Due to the limited manufacturing capability of SSD, most applications are going to remain on rotational disk for the foreseeable future. We have developed OHSM to allow SSD and traditional HDD (including RAID) to be seamlessly merged into a single operational environment thus leveraging SSD while using only a modest amount of SSD capacity.
In a OHSM enabled environment, data is migrated to and from the high performing SSD storage to traditional storage based on various user defined policies. Thus if widely deployed, OHSM has the ability to improve computer performance in a significant way without a commiserate increase in cost. OHSM being developed as open source software also abolishes the licensing issues and the costs involved in using storage solution software. OHSM being online signifies the complete abolishment of the file system downtime and any changes to the existing namespace.
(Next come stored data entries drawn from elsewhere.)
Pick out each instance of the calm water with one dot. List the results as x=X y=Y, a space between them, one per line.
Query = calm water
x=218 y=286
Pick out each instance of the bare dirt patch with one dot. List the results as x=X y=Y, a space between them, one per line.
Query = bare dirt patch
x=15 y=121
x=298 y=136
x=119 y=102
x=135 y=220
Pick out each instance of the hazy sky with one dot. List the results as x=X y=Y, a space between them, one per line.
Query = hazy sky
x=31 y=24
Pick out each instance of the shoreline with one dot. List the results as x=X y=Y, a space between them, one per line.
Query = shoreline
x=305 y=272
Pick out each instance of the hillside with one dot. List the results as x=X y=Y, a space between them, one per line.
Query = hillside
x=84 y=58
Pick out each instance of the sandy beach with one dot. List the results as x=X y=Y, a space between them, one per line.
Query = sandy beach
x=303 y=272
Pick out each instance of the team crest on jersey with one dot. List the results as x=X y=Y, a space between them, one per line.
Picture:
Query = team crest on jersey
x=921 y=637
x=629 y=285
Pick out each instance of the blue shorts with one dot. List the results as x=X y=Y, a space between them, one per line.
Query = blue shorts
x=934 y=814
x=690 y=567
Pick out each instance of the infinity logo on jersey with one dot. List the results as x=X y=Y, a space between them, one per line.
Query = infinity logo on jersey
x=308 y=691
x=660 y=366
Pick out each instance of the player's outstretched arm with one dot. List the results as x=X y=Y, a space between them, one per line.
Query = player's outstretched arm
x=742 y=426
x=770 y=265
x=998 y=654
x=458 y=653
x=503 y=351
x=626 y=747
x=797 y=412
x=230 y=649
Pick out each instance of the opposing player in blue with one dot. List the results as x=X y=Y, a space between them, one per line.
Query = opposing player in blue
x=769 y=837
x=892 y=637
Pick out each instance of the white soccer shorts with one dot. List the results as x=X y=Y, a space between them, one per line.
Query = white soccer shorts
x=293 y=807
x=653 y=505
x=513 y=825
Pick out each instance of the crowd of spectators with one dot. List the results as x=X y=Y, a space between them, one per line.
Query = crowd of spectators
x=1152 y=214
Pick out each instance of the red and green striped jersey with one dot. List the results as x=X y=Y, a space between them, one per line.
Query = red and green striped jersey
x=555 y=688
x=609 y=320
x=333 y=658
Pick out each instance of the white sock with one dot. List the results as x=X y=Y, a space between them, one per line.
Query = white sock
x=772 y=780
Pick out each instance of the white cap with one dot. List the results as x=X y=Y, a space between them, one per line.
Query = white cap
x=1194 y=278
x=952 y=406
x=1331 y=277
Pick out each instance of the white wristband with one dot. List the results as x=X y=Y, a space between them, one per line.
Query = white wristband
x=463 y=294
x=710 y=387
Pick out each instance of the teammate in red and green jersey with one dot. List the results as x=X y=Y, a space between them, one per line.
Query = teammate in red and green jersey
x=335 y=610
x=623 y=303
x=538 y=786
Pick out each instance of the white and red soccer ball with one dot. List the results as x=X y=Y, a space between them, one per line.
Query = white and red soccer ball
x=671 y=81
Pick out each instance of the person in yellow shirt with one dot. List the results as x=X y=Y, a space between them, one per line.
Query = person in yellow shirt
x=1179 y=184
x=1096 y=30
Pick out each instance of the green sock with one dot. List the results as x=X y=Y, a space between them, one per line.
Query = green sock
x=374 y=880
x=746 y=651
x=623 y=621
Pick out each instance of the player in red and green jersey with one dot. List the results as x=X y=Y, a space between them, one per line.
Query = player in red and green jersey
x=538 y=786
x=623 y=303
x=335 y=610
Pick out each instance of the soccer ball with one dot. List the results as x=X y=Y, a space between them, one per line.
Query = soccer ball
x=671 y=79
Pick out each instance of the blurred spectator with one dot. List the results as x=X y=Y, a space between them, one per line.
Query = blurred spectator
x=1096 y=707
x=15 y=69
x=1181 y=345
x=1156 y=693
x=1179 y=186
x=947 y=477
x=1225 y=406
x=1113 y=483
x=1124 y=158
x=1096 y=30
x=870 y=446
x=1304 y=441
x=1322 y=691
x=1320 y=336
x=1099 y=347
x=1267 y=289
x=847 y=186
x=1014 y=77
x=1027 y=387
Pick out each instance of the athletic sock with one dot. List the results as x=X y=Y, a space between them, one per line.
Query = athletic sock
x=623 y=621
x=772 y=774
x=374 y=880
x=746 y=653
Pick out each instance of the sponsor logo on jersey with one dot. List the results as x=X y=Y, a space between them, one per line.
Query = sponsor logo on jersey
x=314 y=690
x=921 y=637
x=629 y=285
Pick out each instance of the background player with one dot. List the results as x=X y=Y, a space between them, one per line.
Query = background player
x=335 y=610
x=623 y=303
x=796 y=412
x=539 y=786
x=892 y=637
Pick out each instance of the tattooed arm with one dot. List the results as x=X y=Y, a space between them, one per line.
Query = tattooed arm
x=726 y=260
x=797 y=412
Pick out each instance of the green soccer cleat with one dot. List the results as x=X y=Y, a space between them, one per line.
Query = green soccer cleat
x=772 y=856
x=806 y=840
Online Hierarchical Storage Manager (OHSM) is the first attempt towards an enterprise level open source data storage manager which automatically moves data between high-cost and low-cost storage media. HSM systems exist because high-speed storage devices, such as hard disk drive arrays, are more expensive (per byte stored) than slower devices, such as optical discs and magnetic tape drives. While it would be ideal to have all data available on high-speed devices all the time, this is prohibitively expensive for many organizations. Instead, HSM systems store the bulk of the enterprise's data on slower devices, and then copy data to faster disk drives when needed. In effect, OHSM turns the fast disk drives into caches for the slower mass storage devices. There would be certain policies that would be set by the data center administrators as to which data can safely be moved to slower devices and which data should stay on the fast devices. Under manual circumstances the data centers suffers from down time and also change in the namespace. Policy rules specify both initial allocation destinations and relocation destinations as priority-ordered lists of placement classes. Files are allocated in the first placement class in the list if free space permits, in the second class if no free space is available in the first, and so forth.
The policies have been broadly rifted into two broad categories, Allocation and Relocation policy. Allocation policies come into play whenever a new file is created on the file system. The allocation of the physical blocks is decided depending upon polices that were set by the administrators. If none of the criteria matches, it eventually lands up on the default allocation policy that is used by the file system. Wherein, the Relocation polices plays its role at different time intervals as and when it is enforced by the admin. As the relocation of data happens at a lower lever than the file systems, this is totally concealed to the file system users. Obviously, the decision for the eligibility of data for relocation requires a complete FS scan but that’s not too frequent.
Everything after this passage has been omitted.